Until I met him my knowledge of Norfolk consisted of a wild weekend at a caravan park in Caister with 18 plus, many moons ago and a week with my kids at Pontins near Great Yarmouth. Pontins was truly grim and full of burger munching tattooed parents yelling ‘Chelsea,’ ‘Ryan.’ I came away from Norfolk thinking, never again; just get me out of this flat, culture less, dull, county.
My boyfriend, a graduate in Ecology at the University of East Anglia in Norwich describes North Norfolk ‘as the land that time forgot.’ North Norfolk is cut off from the rest of the country and without a motorway beyond Norwich few venture further up, unless they’re visiting the Broads. The north coast and inland for some ten miles is, without doubt, one of the most beautiful, unspoilt regions of England. It’s truly breathtaking. The lanes aren’t crammed with caravans and cars in the summer, because most people have gone to Devon and Cornwall or the Lake District. It’s no wonder therefore that my boyfriend, his head full of fond memories of carefree days spent roaming the county, as a student, couldn’t wait to return to the county of his youth. And Norwich, the county capital, according to a recent poll is number two in the league of the most desirable places to live in the UK. The facts, I guess speak for themselves if you’re also thinking of relocating.

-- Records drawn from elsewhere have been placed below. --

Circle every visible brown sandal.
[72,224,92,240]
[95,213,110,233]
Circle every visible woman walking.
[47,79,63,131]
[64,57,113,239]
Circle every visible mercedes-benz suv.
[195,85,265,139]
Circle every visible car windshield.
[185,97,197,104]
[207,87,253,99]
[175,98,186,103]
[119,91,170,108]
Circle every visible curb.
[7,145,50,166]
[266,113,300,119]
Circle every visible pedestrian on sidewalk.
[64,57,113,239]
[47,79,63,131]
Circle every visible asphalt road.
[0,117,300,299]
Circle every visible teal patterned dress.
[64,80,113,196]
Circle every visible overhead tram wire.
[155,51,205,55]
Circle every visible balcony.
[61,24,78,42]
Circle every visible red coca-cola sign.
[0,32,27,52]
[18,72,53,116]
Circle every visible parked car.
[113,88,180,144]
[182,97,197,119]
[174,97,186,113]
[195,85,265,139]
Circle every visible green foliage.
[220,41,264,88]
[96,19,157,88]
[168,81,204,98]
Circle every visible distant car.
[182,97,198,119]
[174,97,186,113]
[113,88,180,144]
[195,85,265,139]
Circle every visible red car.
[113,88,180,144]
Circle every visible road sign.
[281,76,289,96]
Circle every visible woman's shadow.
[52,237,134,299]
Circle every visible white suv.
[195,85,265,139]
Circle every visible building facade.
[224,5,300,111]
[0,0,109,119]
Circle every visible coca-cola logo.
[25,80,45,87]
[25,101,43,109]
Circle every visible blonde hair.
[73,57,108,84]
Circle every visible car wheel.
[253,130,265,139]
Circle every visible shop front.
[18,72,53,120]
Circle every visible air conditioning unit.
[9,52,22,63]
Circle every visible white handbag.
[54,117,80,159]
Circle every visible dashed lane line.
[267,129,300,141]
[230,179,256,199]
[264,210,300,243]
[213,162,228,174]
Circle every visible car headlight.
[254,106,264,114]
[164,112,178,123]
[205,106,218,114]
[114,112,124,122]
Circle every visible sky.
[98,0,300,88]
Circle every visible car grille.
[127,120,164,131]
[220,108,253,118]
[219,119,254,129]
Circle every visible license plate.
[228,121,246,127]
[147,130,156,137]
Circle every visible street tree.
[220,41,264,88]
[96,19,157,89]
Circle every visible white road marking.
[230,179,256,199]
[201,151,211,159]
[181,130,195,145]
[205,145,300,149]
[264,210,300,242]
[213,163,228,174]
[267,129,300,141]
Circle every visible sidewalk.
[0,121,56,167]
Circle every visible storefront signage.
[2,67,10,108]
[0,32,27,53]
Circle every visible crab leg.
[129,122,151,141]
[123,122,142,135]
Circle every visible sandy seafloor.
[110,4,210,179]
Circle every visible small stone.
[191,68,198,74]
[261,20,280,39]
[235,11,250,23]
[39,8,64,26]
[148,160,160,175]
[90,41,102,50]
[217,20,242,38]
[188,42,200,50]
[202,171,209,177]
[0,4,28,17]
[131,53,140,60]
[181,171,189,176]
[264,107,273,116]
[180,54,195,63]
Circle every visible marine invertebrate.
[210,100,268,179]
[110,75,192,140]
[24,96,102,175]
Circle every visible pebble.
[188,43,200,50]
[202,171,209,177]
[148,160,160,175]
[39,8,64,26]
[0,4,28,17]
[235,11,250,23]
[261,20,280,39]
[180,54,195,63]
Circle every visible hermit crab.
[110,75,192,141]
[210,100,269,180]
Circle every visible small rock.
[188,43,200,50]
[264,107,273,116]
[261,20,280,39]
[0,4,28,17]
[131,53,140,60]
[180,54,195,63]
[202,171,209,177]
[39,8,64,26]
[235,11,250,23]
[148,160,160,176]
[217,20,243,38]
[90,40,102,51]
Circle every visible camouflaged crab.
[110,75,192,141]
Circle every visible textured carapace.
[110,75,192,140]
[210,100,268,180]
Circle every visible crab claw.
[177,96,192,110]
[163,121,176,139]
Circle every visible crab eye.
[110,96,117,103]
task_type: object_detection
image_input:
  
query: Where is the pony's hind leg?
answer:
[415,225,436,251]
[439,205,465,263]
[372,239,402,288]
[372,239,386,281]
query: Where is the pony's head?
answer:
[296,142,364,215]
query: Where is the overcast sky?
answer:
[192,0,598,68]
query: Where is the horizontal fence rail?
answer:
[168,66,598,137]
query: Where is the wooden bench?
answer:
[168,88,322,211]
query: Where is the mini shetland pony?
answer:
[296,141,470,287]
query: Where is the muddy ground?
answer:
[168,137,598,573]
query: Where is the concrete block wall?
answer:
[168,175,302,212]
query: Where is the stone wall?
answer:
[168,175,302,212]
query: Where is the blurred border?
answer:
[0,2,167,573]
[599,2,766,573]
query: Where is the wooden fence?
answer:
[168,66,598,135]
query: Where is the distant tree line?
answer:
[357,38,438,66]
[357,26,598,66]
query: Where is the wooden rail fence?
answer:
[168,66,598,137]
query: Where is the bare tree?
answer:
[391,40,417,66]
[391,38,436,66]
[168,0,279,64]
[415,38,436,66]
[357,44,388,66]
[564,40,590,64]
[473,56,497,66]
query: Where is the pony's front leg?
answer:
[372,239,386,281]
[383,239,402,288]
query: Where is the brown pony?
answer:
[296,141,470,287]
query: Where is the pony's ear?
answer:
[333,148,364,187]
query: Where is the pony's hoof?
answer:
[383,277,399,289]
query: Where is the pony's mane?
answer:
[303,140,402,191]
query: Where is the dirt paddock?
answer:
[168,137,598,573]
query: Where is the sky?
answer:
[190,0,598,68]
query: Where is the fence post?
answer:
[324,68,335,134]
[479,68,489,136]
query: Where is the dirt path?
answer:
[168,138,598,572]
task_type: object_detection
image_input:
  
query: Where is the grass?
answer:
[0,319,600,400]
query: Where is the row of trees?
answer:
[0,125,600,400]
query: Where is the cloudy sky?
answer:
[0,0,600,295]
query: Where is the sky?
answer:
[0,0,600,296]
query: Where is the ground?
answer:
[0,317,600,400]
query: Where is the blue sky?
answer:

My boyfriend’s conveyancer tried to put him off relocating to Norfolk. “It’s far too cold up there” he said and asked “are you a Remainer or a Brexiteer?” “Oh” he said with alarm on hearing that my boyfriend had voted remain. “You’ll be in a minority up there.” 71 percent voted Brexit across Norfolk, perhaps not appreciating the benefits of EU membership, but it was a different situation in Norwich where most voted Remain.
Life in North Norfolk is like stepping back into the 1950s although things are changing. With so many Londoners buying second homes up there boutique restaurants have replaced pot stews in dreary pubs and quaint delis sell an array of local hams and mouthwatering cheeses. Unfortunately house prices are rising as demand increases for second homes in this region.

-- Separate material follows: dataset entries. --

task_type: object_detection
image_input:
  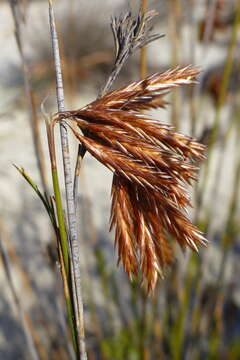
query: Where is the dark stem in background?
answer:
[9,0,48,193]
[49,0,87,360]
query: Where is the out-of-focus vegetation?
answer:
[0,0,240,360]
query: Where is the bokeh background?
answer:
[0,0,240,360]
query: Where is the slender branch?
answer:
[74,7,163,197]
[0,219,40,360]
[49,0,87,360]
[140,0,148,79]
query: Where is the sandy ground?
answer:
[0,2,239,360]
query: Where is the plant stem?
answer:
[49,0,87,360]
[140,0,148,79]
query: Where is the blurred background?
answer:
[0,0,240,360]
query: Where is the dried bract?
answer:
[57,66,206,291]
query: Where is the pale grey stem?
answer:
[49,0,87,360]
[9,0,48,193]
[0,231,40,360]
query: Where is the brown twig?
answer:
[49,0,87,360]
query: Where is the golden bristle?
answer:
[57,67,206,292]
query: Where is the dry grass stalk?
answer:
[57,66,206,291]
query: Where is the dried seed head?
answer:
[57,66,206,291]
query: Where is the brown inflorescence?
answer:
[59,66,206,292]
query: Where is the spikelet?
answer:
[59,66,206,292]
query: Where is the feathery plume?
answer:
[58,66,206,292]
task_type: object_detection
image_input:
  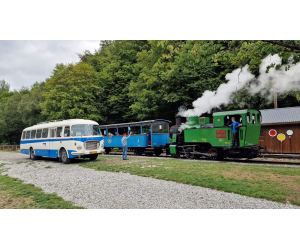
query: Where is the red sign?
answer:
[269,129,277,137]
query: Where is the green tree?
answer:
[41,63,103,121]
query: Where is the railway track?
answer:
[105,152,300,167]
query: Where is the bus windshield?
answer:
[71,124,102,136]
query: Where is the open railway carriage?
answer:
[100,119,170,156]
[170,109,261,159]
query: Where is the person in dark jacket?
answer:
[121,132,131,160]
[229,117,242,148]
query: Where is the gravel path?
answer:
[0,152,299,209]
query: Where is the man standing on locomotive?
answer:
[229,117,242,148]
[121,129,132,160]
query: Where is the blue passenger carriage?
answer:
[100,120,170,156]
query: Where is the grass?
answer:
[0,163,82,209]
[80,156,300,206]
[0,150,20,153]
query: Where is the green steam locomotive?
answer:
[169,109,261,160]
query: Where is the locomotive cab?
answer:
[171,109,261,159]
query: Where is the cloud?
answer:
[0,40,100,90]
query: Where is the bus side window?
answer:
[42,128,48,138]
[50,128,56,138]
[35,129,42,139]
[56,127,62,137]
[30,130,36,139]
[64,126,70,137]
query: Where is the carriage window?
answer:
[247,112,251,123]
[257,114,261,124]
[30,130,36,139]
[108,127,118,136]
[152,123,159,133]
[142,124,151,134]
[51,128,56,138]
[35,129,42,139]
[26,131,30,139]
[162,123,169,134]
[130,125,141,135]
[56,127,62,137]
[42,128,48,138]
[152,123,169,134]
[64,126,70,137]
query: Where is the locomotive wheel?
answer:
[207,148,218,160]
[154,148,162,157]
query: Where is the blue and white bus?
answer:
[20,119,104,164]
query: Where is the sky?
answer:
[0,40,100,90]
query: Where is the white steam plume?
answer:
[178,55,300,117]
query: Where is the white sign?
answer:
[277,134,285,142]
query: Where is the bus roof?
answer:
[100,119,171,128]
[24,119,99,131]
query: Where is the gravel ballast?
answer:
[0,152,299,209]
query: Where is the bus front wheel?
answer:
[60,148,71,164]
[89,154,98,161]
[30,148,37,161]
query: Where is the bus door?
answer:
[49,128,58,157]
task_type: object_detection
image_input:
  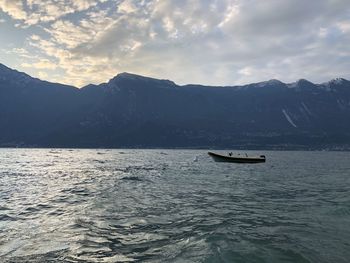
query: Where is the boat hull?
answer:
[208,152,266,163]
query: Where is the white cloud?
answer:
[0,0,27,20]
[0,0,350,85]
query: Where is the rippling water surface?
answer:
[0,149,350,262]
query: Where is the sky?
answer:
[0,0,350,87]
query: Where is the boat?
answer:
[208,152,266,163]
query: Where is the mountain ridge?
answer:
[0,65,350,149]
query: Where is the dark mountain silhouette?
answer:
[0,65,350,149]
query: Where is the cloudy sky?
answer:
[0,0,350,87]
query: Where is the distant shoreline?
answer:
[0,145,350,152]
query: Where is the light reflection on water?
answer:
[0,149,350,262]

The pace of life is much slower. Nobody rushes anywhere or to do anything. You step down a few gears, start to unwind and before long you’ve become as slow as porridge. I like Hilary Mantel’s description in her memoir of life in Norfolk: “In the post office on a Saturday they discuss rainfall – not enough to wet a stamp I once heard a man say. They talk about whether they have put the heating on or switched it off and they crawl the lanes in their Morris Travellers. They go into their houses on Christmas Eve and lock the doors. They leave their windfall apples and overproduce of vegetables outside their doors in baskets for anyone to take and sell bunches of daffodils for pennies.”
It’s a fallacy that Norfolk is flat. If you think that then you haven’t ventured far enough into the county. The Fens are flat but travel twenty or thirty miles further north and the countryside becomes undulating and wooded. Hilary Mantel says “Our long drives about the county, lost in winter lanes, our limp salads in village cafes, our scrambling in overgrown churchyards made me think deeply about this territory.”
I would add to Hilary’s description: partridges and pheasants in lush fields splashed with wild flowers, an array of colour. A gaggle of ducks waddling across the road, a few hares jumping by the verges, book sales in the churches and teas at the vicarage…
The beaches are the most stunning you will find, I believe anywhere in England. Vast sandy expanses seem to stretch to infinity, flanked by pine wooded areas and under the canopy of a wide painters’ sky. The Telegraph recently awarded Holkham the 8th best beach in the country. It writes: “This is the landscape of dreamy childhood holidays: wide skies and long stretches of golden sand. Build a castle, fly a kite or simply dash to the water’s edge and enjoy a leisurely dip in the calm, glassy-surfaced water. Seasoned beach-users suggest wearing surf shoes to avoid weaver fish stings. Keep an eye on the tides.”